Jonas Magni Wexionensis (11 March 1583 - 3 April 1651) was a Swedish prelate who was a professor and head of Uppsala University and served as Bishop of Skara from 1640 till 1651.

==Early life==
Jonas Magni was born on 11 March 1583 in Växjö, Sweden. He added the name Wexionensis in honor of his birthplace. His father was Magnus Petri who was vicar in Växjö. His mother was Ingerd Jönsdotter and had a total of eleven children, all males who became church leaders. He was educated in Växjö and Linköping and later studied at Uppsala University. After the death of his father from the plague, he left for Germany where he remained for ten years. He studied for a master's degree in Wittenberg in 1610, which studied where partly financed through a royal scholarship. Upon his return to Sweden in 1614, Wexionensis was appointed ethics professor in Uppsala University.

==Professor in Uppsala==
As a professor of ethics, Jonas Magni Wexionensis was in conflict with those who defended Ramism, including Laurentius Paulinus Gothus who was backed by the chancellor of the university Johan Skytte. In 1620, Jonas Magni's ethics professorship was changed into the professorship in history, a consequence of the importance he gave to Aristotle, above that of Petrus Ramus. However, in the 1620s, Johan Skytte's philosophical views concerning Aristotle shifted and consequently, he appointed Jonas Magni as the professor of theology in 1624, a post he undertook two years after the appointment.

==Bishop==
During his time at the university, he served as head for three times. He was nominated as Archbishop of Uppsala in 1636 but Axel Oxenstierna, the Lord High Chancellor of Sweden, did not view him as having the necessary authority to be Archbishop.
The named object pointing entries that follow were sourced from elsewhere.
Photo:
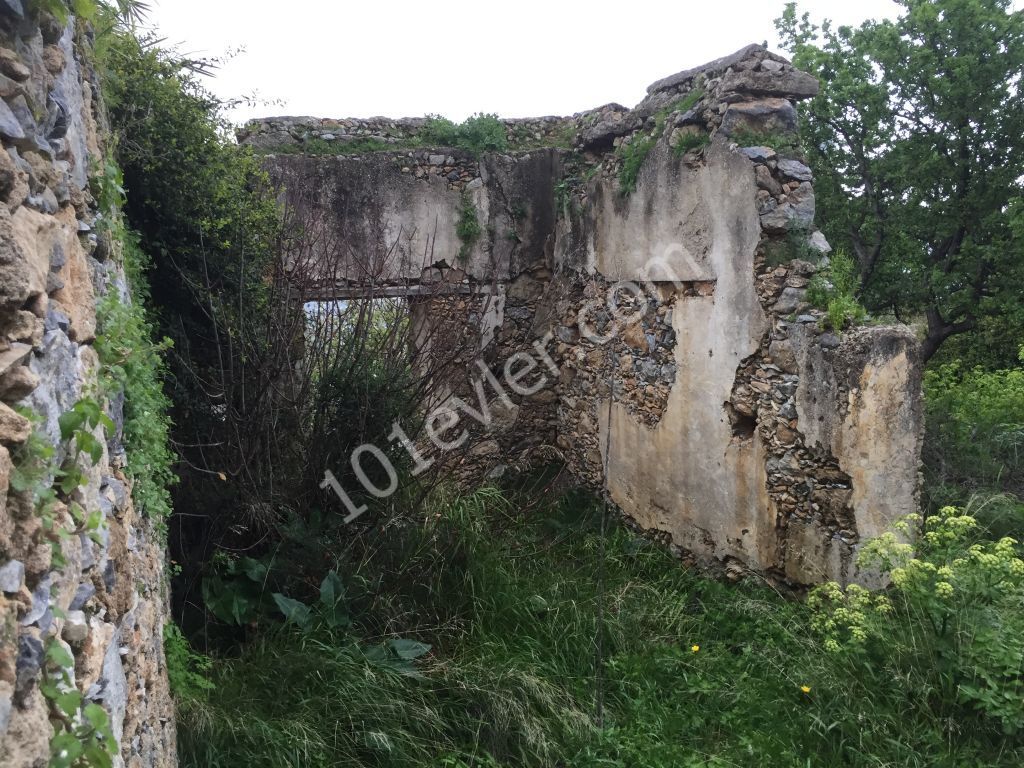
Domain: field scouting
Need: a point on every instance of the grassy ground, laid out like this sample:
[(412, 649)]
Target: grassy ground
[(692, 672)]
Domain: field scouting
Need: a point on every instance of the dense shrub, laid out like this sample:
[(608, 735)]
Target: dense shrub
[(975, 427), (477, 133)]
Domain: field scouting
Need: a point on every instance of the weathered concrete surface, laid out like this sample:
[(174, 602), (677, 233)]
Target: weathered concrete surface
[(664, 230), (861, 402), (371, 220), (689, 476), (722, 414)]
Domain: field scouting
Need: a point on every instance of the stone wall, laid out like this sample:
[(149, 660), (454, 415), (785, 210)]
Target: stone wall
[(105, 604), (696, 385)]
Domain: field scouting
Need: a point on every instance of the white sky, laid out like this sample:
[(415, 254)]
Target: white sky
[(517, 58)]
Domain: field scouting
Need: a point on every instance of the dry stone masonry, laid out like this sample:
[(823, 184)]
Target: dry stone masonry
[(104, 604), (712, 406)]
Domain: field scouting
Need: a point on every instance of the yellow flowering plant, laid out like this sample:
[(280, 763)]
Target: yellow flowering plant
[(954, 607)]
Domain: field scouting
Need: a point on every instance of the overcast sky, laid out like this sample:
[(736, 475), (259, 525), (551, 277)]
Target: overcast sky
[(517, 58)]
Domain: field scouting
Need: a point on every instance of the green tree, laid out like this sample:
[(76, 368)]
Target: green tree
[(916, 139)]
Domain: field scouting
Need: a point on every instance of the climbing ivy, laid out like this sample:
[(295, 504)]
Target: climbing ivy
[(468, 228)]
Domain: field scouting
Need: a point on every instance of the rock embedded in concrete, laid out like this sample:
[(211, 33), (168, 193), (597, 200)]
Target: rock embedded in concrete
[(697, 387)]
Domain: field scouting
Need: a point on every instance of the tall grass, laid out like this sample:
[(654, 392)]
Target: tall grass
[(690, 672)]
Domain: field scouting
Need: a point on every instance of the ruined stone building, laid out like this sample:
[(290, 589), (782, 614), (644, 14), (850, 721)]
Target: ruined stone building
[(711, 403)]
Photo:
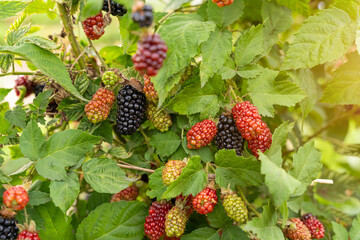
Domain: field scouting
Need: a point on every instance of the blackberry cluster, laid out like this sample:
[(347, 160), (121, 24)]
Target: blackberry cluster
[(159, 118), (116, 8), (149, 90), (131, 112), (297, 230), (222, 3), (175, 222), (94, 27), (128, 194), (251, 127), (150, 55), (228, 136), (143, 15), (155, 221), (24, 81), (201, 134), (315, 227)]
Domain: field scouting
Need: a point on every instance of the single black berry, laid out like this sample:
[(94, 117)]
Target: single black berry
[(131, 111), (228, 136), (116, 8)]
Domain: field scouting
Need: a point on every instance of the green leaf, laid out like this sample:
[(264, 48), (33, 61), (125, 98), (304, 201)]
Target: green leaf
[(224, 16), (281, 185), (31, 141), (344, 87), (38, 198), (47, 62), (340, 231), (191, 181), (329, 29), (156, 184), (17, 116), (214, 53), (202, 234), (165, 143), (105, 176), (249, 45), (266, 92), (63, 149), (307, 166), (53, 224), (235, 170), (124, 220), (183, 34), (234, 233), (265, 225), (64, 193), (11, 8)]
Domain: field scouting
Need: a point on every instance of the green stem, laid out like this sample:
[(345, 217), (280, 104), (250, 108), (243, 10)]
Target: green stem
[(70, 33)]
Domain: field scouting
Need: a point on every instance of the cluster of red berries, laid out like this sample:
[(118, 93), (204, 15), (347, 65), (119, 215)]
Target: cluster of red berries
[(99, 107), (201, 134), (94, 27), (150, 55), (251, 127)]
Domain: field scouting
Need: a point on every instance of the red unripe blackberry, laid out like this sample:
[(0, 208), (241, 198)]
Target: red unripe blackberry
[(297, 230), (149, 90), (228, 136), (201, 134), (175, 222), (222, 3), (24, 81), (159, 118), (128, 194), (205, 201), (15, 198), (94, 27), (104, 95), (315, 227), (25, 235), (131, 112), (172, 171), (150, 55), (97, 111), (155, 221)]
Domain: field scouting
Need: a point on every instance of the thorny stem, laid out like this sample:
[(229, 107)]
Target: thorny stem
[(70, 33)]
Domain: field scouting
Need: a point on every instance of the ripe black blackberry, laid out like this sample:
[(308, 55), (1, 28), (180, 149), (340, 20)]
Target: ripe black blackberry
[(228, 136), (131, 112), (142, 14), (116, 8)]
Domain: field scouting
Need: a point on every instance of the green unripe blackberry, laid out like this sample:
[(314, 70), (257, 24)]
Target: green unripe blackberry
[(159, 118), (235, 207), (109, 78)]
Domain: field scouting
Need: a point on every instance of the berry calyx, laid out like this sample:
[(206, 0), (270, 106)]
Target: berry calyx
[(205, 201), (116, 8), (175, 222), (201, 134), (94, 27), (24, 81), (155, 221), (159, 118), (150, 55), (235, 207), (15, 198), (172, 171), (149, 90), (297, 230), (131, 112), (315, 227), (228, 136), (128, 194), (109, 78)]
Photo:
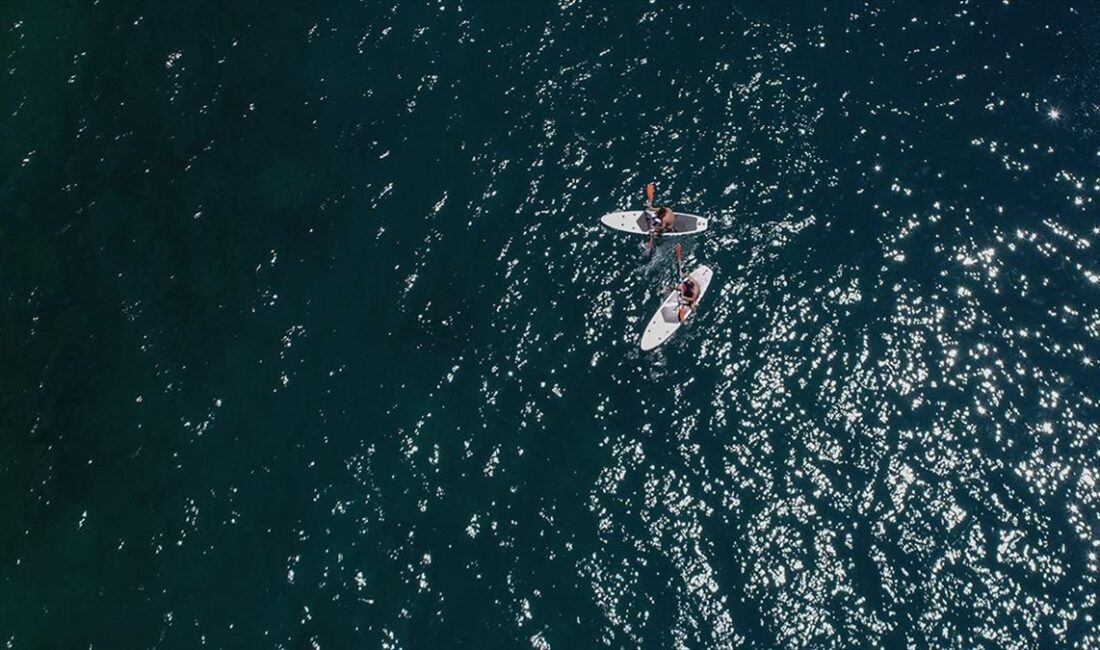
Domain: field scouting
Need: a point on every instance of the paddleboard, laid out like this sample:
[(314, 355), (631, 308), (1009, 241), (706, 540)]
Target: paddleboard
[(667, 320), (637, 222)]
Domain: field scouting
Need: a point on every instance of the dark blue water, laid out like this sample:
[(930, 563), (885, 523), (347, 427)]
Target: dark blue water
[(311, 337)]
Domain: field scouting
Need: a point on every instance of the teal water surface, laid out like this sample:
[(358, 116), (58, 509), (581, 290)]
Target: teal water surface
[(311, 337)]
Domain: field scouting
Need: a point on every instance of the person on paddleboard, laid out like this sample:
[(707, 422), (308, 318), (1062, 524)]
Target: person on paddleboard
[(689, 295), (661, 219)]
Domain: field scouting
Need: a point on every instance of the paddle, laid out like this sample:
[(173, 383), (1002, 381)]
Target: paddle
[(680, 268)]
Nevertheless, in 1640 he was appointed Bishop of Skara. He was consecrated in Stockholm on 13 January 1641 by Archbishop Laurentius Paulinus Gothus and was commissioned to commence his episcopacy in Skara on 3 March. In 1641 he founded the Katedralskolan, Skara, which was also approved by Queen Christina on 31 August that year. In 1647 he was once more nominated for the Archbishopric of Uppsala, however he received 39 votes and was defeated by Johannes Canuti Lenaeus whom he then consecrated.

==Family==
Jonas Magni Wexionensis was married to Sigrid Johansdotter Bubb and had seven children.